Não, espiritualista.

Como teve certeza de que era ele e não o senhor a escrever?
Pela velocidade com que as ideias são ditadas e interrompidas, e quando isso acontece não consigo mais escrever. Além disso, a forma como o espírito se manifesta, suas ideias e sua coerência são diferentes da minha. É um processo intuitivo que te dá certeza imediata.

O que sente durante o processo?
Nada. Só um alegria por sentir aquela pessoa presente em meu ser, numa espécie de invasão que aceitamos plenamente. Como os textos vêm em partes, para que meu corpo tenha tempo para descansar, há vontade de querer saber o resto da história. (risos)

Seu espírito fica ausente durante o processo?
Não. Algumas pessoas têm a mediunidade sonambúlica e ficam completamente ausentes até o trabalho ser concluído. Em outras o processo é mecânico. Conversam enquanto um de seus braços escreve, independente da sua vontade.
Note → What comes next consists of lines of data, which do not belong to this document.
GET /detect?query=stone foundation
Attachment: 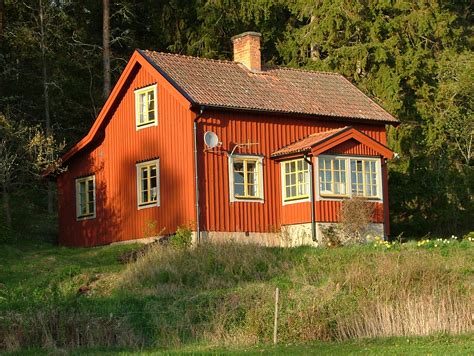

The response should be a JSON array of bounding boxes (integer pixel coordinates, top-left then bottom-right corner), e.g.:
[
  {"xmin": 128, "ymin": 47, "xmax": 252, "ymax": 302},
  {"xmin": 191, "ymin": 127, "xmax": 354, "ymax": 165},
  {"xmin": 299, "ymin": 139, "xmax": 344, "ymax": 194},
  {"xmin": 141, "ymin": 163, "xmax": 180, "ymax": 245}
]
[{"xmin": 192, "ymin": 223, "xmax": 384, "ymax": 247}]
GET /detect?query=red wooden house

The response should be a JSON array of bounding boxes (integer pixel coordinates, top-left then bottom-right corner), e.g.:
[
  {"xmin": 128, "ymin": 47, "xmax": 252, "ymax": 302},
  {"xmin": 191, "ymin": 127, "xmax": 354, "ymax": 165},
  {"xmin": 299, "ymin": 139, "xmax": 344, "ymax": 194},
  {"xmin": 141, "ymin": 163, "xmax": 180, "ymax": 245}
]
[{"xmin": 57, "ymin": 32, "xmax": 398, "ymax": 246}]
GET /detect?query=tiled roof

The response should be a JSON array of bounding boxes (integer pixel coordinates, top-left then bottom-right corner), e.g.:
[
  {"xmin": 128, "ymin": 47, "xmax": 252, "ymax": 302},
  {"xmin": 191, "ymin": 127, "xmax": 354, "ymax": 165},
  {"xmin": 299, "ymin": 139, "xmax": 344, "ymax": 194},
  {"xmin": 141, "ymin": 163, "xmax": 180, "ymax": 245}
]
[
  {"xmin": 272, "ymin": 126, "xmax": 350, "ymax": 157},
  {"xmin": 140, "ymin": 50, "xmax": 398, "ymax": 123}
]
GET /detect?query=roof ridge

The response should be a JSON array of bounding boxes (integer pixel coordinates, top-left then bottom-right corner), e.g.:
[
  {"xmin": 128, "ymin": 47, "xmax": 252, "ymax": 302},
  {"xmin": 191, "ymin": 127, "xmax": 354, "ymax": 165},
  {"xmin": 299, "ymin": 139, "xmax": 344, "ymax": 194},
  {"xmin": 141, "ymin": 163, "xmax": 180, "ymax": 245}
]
[
  {"xmin": 140, "ymin": 49, "xmax": 239, "ymax": 64},
  {"xmin": 140, "ymin": 49, "xmax": 343, "ymax": 77},
  {"xmin": 272, "ymin": 126, "xmax": 351, "ymax": 155}
]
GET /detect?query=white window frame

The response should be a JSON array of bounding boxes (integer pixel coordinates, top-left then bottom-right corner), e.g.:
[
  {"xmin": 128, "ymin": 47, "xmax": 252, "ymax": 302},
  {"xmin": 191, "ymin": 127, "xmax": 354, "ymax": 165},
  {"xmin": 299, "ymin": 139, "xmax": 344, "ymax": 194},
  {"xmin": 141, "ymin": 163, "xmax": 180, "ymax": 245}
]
[
  {"xmin": 280, "ymin": 157, "xmax": 311, "ymax": 205},
  {"xmin": 229, "ymin": 154, "xmax": 265, "ymax": 203},
  {"xmin": 134, "ymin": 84, "xmax": 158, "ymax": 131},
  {"xmin": 75, "ymin": 174, "xmax": 97, "ymax": 221},
  {"xmin": 135, "ymin": 158, "xmax": 161, "ymax": 210},
  {"xmin": 314, "ymin": 155, "xmax": 383, "ymax": 202}
]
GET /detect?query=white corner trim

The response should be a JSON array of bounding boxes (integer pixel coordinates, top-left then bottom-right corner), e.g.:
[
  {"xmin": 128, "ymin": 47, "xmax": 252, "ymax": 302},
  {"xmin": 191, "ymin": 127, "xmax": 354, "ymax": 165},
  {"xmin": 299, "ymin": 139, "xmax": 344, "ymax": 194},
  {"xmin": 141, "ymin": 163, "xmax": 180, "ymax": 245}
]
[
  {"xmin": 227, "ymin": 154, "xmax": 265, "ymax": 203},
  {"xmin": 135, "ymin": 158, "xmax": 161, "ymax": 210},
  {"xmin": 133, "ymin": 84, "xmax": 158, "ymax": 131},
  {"xmin": 74, "ymin": 174, "xmax": 97, "ymax": 221},
  {"xmin": 313, "ymin": 154, "xmax": 384, "ymax": 203}
]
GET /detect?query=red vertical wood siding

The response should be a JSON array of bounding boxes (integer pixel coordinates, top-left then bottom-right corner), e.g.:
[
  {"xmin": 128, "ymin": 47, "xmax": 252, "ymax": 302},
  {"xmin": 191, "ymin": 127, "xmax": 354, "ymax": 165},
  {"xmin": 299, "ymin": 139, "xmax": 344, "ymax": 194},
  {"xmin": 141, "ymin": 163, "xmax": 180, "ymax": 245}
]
[
  {"xmin": 58, "ymin": 64, "xmax": 195, "ymax": 246},
  {"xmin": 199, "ymin": 111, "xmax": 386, "ymax": 232}
]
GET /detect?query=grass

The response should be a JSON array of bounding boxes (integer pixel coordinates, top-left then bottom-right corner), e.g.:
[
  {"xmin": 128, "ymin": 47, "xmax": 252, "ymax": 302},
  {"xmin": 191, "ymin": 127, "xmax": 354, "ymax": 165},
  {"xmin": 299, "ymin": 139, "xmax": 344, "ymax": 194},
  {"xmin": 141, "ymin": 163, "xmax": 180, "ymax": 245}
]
[
  {"xmin": 4, "ymin": 335, "xmax": 474, "ymax": 356},
  {"xmin": 0, "ymin": 236, "xmax": 474, "ymax": 354}
]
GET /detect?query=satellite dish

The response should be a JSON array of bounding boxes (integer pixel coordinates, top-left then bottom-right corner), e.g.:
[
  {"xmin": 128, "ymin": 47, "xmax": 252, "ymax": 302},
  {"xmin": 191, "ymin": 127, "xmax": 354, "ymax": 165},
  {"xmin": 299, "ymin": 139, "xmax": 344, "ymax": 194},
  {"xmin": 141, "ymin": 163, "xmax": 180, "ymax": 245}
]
[{"xmin": 204, "ymin": 131, "xmax": 219, "ymax": 148}]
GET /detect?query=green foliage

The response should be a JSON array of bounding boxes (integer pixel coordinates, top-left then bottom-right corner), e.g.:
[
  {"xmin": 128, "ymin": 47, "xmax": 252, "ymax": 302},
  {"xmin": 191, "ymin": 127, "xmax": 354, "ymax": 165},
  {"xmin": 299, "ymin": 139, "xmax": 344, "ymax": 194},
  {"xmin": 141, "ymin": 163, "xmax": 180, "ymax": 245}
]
[{"xmin": 0, "ymin": 0, "xmax": 474, "ymax": 239}]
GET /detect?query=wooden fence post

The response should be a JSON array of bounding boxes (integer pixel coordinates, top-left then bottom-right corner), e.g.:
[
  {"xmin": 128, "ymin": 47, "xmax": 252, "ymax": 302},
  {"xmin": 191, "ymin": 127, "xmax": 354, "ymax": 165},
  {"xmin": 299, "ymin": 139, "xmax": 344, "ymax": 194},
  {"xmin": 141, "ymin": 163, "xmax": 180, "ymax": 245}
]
[{"xmin": 273, "ymin": 287, "xmax": 280, "ymax": 344}]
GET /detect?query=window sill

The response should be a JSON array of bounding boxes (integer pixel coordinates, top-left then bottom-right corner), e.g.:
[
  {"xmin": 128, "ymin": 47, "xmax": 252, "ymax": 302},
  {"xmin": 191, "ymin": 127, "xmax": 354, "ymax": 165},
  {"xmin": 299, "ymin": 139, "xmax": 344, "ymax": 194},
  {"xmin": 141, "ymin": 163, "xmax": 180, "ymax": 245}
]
[
  {"xmin": 230, "ymin": 197, "xmax": 265, "ymax": 203},
  {"xmin": 138, "ymin": 202, "xmax": 160, "ymax": 210},
  {"xmin": 317, "ymin": 195, "xmax": 383, "ymax": 203},
  {"xmin": 282, "ymin": 197, "xmax": 310, "ymax": 205}
]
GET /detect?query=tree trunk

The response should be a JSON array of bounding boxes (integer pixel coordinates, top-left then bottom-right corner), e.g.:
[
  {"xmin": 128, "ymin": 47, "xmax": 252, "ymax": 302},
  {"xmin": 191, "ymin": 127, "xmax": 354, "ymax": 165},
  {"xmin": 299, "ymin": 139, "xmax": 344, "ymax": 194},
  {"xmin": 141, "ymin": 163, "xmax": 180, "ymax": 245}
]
[
  {"xmin": 102, "ymin": 0, "xmax": 110, "ymax": 99},
  {"xmin": 39, "ymin": 0, "xmax": 54, "ymax": 214},
  {"xmin": 2, "ymin": 184, "xmax": 12, "ymax": 229},
  {"xmin": 0, "ymin": 0, "xmax": 5, "ymax": 41},
  {"xmin": 309, "ymin": 15, "xmax": 321, "ymax": 61}
]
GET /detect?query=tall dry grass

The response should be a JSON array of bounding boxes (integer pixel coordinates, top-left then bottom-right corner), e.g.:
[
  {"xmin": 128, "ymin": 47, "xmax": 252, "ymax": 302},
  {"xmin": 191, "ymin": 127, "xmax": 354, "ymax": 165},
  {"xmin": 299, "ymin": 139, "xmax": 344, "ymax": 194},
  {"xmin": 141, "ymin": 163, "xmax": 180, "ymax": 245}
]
[{"xmin": 0, "ymin": 239, "xmax": 474, "ymax": 350}]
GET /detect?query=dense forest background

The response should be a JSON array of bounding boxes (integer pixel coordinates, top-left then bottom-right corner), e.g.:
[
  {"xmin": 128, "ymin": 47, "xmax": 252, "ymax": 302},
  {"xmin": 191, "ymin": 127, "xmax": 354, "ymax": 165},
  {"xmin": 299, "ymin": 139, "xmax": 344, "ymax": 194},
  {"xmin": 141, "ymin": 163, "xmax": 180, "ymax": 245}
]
[{"xmin": 0, "ymin": 0, "xmax": 474, "ymax": 240}]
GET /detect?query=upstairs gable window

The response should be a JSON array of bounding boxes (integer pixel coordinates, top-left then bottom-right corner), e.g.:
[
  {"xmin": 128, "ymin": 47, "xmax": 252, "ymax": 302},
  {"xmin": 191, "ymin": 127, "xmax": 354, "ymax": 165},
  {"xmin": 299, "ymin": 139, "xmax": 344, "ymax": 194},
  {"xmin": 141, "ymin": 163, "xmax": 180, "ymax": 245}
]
[
  {"xmin": 318, "ymin": 155, "xmax": 382, "ymax": 199},
  {"xmin": 229, "ymin": 155, "xmax": 263, "ymax": 202},
  {"xmin": 76, "ymin": 175, "xmax": 95, "ymax": 220},
  {"xmin": 135, "ymin": 84, "xmax": 158, "ymax": 130}
]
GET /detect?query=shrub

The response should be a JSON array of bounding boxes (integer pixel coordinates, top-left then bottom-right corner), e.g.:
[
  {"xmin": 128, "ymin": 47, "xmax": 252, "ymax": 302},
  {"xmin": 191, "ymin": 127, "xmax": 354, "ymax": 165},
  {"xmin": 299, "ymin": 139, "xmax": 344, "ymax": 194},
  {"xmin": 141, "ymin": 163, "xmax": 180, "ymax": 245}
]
[
  {"xmin": 339, "ymin": 197, "xmax": 374, "ymax": 244},
  {"xmin": 170, "ymin": 225, "xmax": 192, "ymax": 249}
]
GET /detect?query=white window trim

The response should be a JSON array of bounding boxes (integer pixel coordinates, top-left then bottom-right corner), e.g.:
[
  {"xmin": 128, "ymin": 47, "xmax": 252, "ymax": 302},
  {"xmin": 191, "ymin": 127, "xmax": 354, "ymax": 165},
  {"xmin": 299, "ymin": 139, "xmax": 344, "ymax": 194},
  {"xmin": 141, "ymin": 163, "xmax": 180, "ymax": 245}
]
[
  {"xmin": 134, "ymin": 84, "xmax": 158, "ymax": 131},
  {"xmin": 74, "ymin": 174, "xmax": 97, "ymax": 221},
  {"xmin": 280, "ymin": 158, "xmax": 311, "ymax": 205},
  {"xmin": 229, "ymin": 154, "xmax": 265, "ymax": 203},
  {"xmin": 135, "ymin": 158, "xmax": 161, "ymax": 210},
  {"xmin": 313, "ymin": 155, "xmax": 383, "ymax": 203}
]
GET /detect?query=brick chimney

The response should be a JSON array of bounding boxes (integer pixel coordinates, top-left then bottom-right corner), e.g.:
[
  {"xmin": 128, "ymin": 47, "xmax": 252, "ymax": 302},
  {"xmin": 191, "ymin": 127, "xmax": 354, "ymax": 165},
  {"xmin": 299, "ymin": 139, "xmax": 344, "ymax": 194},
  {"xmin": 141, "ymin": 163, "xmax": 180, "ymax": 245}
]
[{"xmin": 231, "ymin": 32, "xmax": 262, "ymax": 72}]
E qual a forma de sua mediunidade ?
Semimecânica. Tenho consciência do que escrevo. Às vezes vejo as cenas que estão ocorrendo na narrativa e até as seguintes ao que estou escrevendo. Em outras, não sei nada, não vejo nada. Muitas vezes tenho consciência de que algumas palavras não estão corretas, mas não há tempo para consertar. Posteriormente recebo as mudanças. Trechos inteiros são alterados porque captei de modo diferente. Porque o espírito precisa encontrar vocabulário na cabeça do médium, se não houver, a fidelidade, a qualidade do seu trabalho não aparece em toda a sua plenitude.

Como explicar casos como o de Chico Xavier, que só tinha a 4ª série e psicografou obras atribuídas a grandes autores?
O próprio Chico dizia que era como um vidro de perfume, que depois de receber tanto aroma, tinha ficado com um cheirinho. Há médiuns que manifestam a xenoglossia, psicografam em línguas estrangeiras sendo analfabetos. É a bagagem trazida de uma outra vida em sua estrutura espiritual. Porque ninguém tira água de um poço vazio. Nesse aspecto não há milagres.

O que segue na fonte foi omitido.